The workweek is always a rude awakening after a wonderfully relaxing weekend. I managed to wake up at about 9:00 in the morning on both Saturday and Sunday, didn't nap once, and still managed to have a great, slow weekend.

Saturday morning really was the epitome of a perfect Lexington morning. I woke up early to the phone ringing; a co-worker I was supposed to help move had hit a snafu and had to cancel until next week. Rather than go back to bed, I walked down to the farmer's market to sample the produce and wine, where I ran into quite a few acquaintances and socialized a bit. I took a stroll a few blocks down to the Starbuck's at Main and Broadway to have a little breakfast on a table on the sidewalk and read the paper. I then had a sudden urge to read, so I checked out a few books from the library and was inspired to walk up to Woodland Park to read some Henry James stories for a couple of hours. The weather was the most perfect I had experienced in quite a while. I spent the remainder of the day lounging around the apartment, watching movies I had forgotten I owned and had a great time playing with the cat. All in all, a perfect, solitary day.

Sunday was an Easter brunch at my "gay uncles'" house which turned into an afternoon of socializing and playing with an adorable nine-month old girl they were babysitting. Needless to say, my man-uterus kicked into high gear. I had a great time being "Uncle Matt" and started thinking what it would be like to have a kid of my own.

That's one of the big downsides to homosexuality. I wish I could just have a kid once I get financially stable and feel mature enough to take on the responsibility. But whenever I decide I'm ready for children, I'll either have to adopt or find a surrogate willing to carry the child, both of which involve the expertise of lawyers and exorbitant fees. Rather than experiencing the wonders of pre-parenthood, I'll have to basically go through the same sort of process I'd have to go through to order an Italian sports car.

Of course, an Italian sports car doesn't spend the first couple of years of its life eating strained carrots and demanding that its diaper be changed at regular intervals. Bad analogy, I guess.

I think what I need right now is to go out to Wal-Mart and observe some of the parents dealing with their hellions there. I think that would kick out this paternal streak for a while.

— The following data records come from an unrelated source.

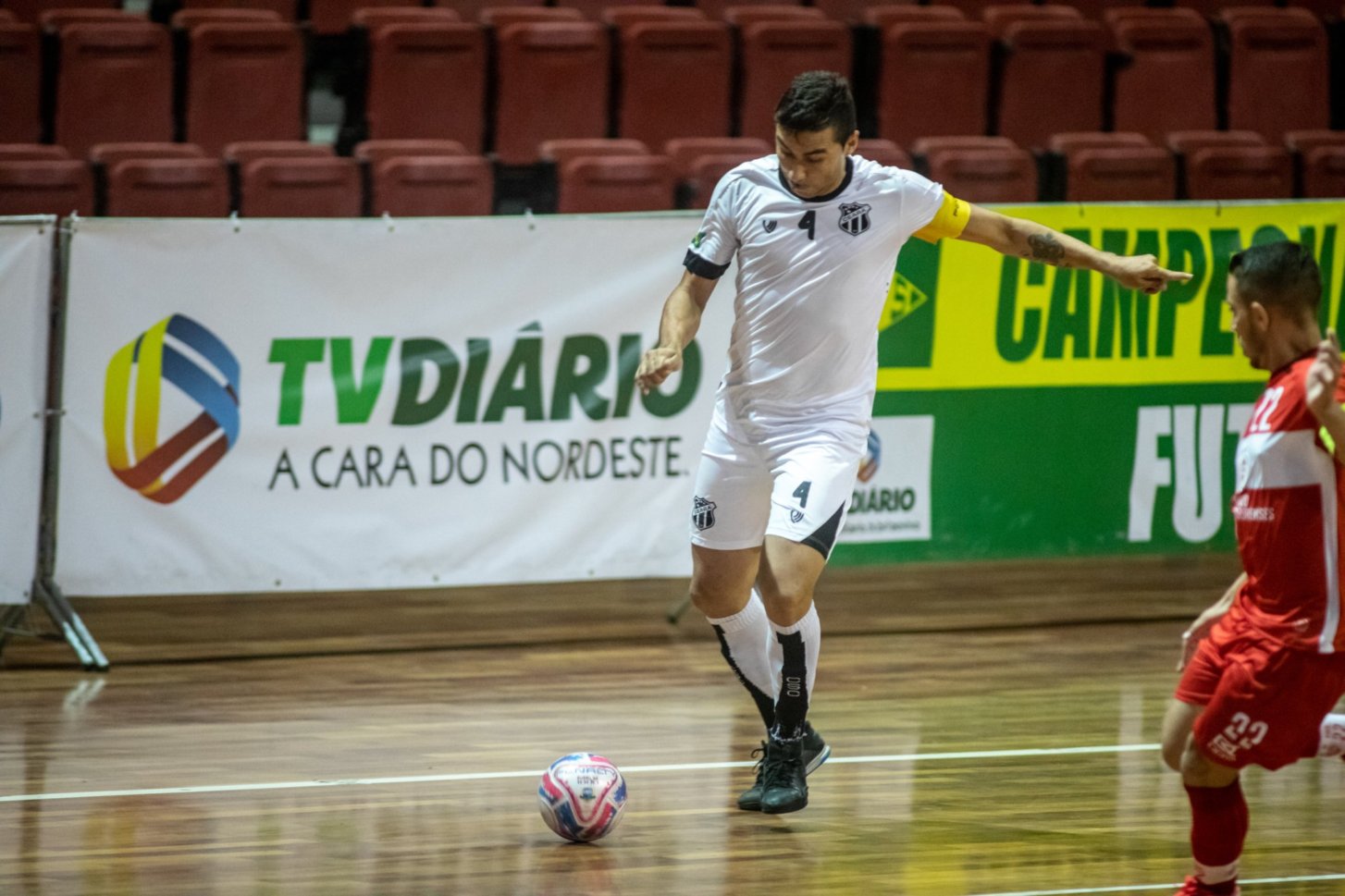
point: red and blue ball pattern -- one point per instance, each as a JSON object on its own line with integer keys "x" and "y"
{"x": 581, "y": 797}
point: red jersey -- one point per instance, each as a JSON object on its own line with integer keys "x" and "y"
{"x": 1288, "y": 515}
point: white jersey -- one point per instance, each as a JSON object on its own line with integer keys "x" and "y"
{"x": 812, "y": 281}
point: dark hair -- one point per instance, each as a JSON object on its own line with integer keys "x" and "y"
{"x": 817, "y": 101}
{"x": 1278, "y": 275}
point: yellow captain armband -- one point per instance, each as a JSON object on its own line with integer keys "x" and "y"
{"x": 950, "y": 221}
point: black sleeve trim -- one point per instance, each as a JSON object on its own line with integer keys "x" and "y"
{"x": 702, "y": 268}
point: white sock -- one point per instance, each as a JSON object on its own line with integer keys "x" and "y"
{"x": 797, "y": 671}
{"x": 1333, "y": 736}
{"x": 747, "y": 644}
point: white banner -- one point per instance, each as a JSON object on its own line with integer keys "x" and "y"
{"x": 344, "y": 404}
{"x": 24, "y": 293}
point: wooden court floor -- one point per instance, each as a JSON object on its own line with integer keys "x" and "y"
{"x": 994, "y": 730}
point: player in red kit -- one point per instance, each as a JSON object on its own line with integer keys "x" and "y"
{"x": 1265, "y": 666}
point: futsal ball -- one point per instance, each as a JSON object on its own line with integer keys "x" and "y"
{"x": 581, "y": 797}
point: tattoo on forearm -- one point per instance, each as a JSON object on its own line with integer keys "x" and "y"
{"x": 1045, "y": 248}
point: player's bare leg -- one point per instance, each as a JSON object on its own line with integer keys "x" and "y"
{"x": 1219, "y": 812}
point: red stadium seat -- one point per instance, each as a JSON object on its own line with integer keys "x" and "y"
{"x": 716, "y": 8}
{"x": 167, "y": 189}
{"x": 500, "y": 18}
{"x": 414, "y": 186}
{"x": 30, "y": 11}
{"x": 884, "y": 153}
{"x": 245, "y": 82}
{"x": 772, "y": 53}
{"x": 428, "y": 81}
{"x": 685, "y": 151}
{"x": 1157, "y": 50}
{"x": 1239, "y": 172}
{"x": 553, "y": 82}
{"x": 20, "y": 73}
{"x": 115, "y": 83}
{"x": 933, "y": 80}
{"x": 652, "y": 103}
{"x": 283, "y": 8}
{"x": 1060, "y": 59}
{"x": 751, "y": 15}
{"x": 616, "y": 183}
{"x": 698, "y": 183}
{"x": 639, "y": 14}
{"x": 31, "y": 153}
{"x": 986, "y": 175}
{"x": 189, "y": 19}
{"x": 300, "y": 189}
{"x": 328, "y": 18}
{"x": 49, "y": 187}
{"x": 378, "y": 151}
{"x": 1278, "y": 79}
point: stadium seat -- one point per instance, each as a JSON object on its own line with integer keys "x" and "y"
{"x": 287, "y": 9}
{"x": 1154, "y": 52}
{"x": 329, "y": 18}
{"x": 426, "y": 80}
{"x": 932, "y": 80}
{"x": 245, "y": 81}
{"x": 639, "y": 14}
{"x": 189, "y": 19}
{"x": 20, "y": 73}
{"x": 1060, "y": 59}
{"x": 1239, "y": 172}
{"x": 416, "y": 186}
{"x": 31, "y": 153}
{"x": 652, "y": 101}
{"x": 685, "y": 151}
{"x": 616, "y": 183}
{"x": 772, "y": 53}
{"x": 167, "y": 189}
{"x": 113, "y": 83}
{"x": 553, "y": 83}
{"x": 300, "y": 189}
{"x": 751, "y": 15}
{"x": 1278, "y": 71}
{"x": 697, "y": 185}
{"x": 30, "y": 11}
{"x": 716, "y": 8}
{"x": 986, "y": 175}
{"x": 376, "y": 151}
{"x": 46, "y": 187}
{"x": 502, "y": 18}
{"x": 1318, "y": 163}
{"x": 884, "y": 153}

In the meantime, I'll keep struggling to remember to clean out Jackson's litter box, pay my long distance bill on time (currently only ten days past due!), and feed myself (a ham and cheese sandwich totally counts as dinner). I don't think I'll have to worry about being mature enough to raise another human being for quite a while.

I will also learn to refrain from writing diary entries when I'm exhausted and rambly. I humbly apologize for the most directionless entry ever!

In better news, I should have my license plate waiting for me in the FedEx box when I get to work in the morning. I swear to every major deity that I'll be super-gluing this one to the bumper! Either that, or I'll rig it with an anti-theft alarm.

Remember when criminals just stole hubcaps? Those were the days...

Okay, okay, ending the directionless entry... NOW.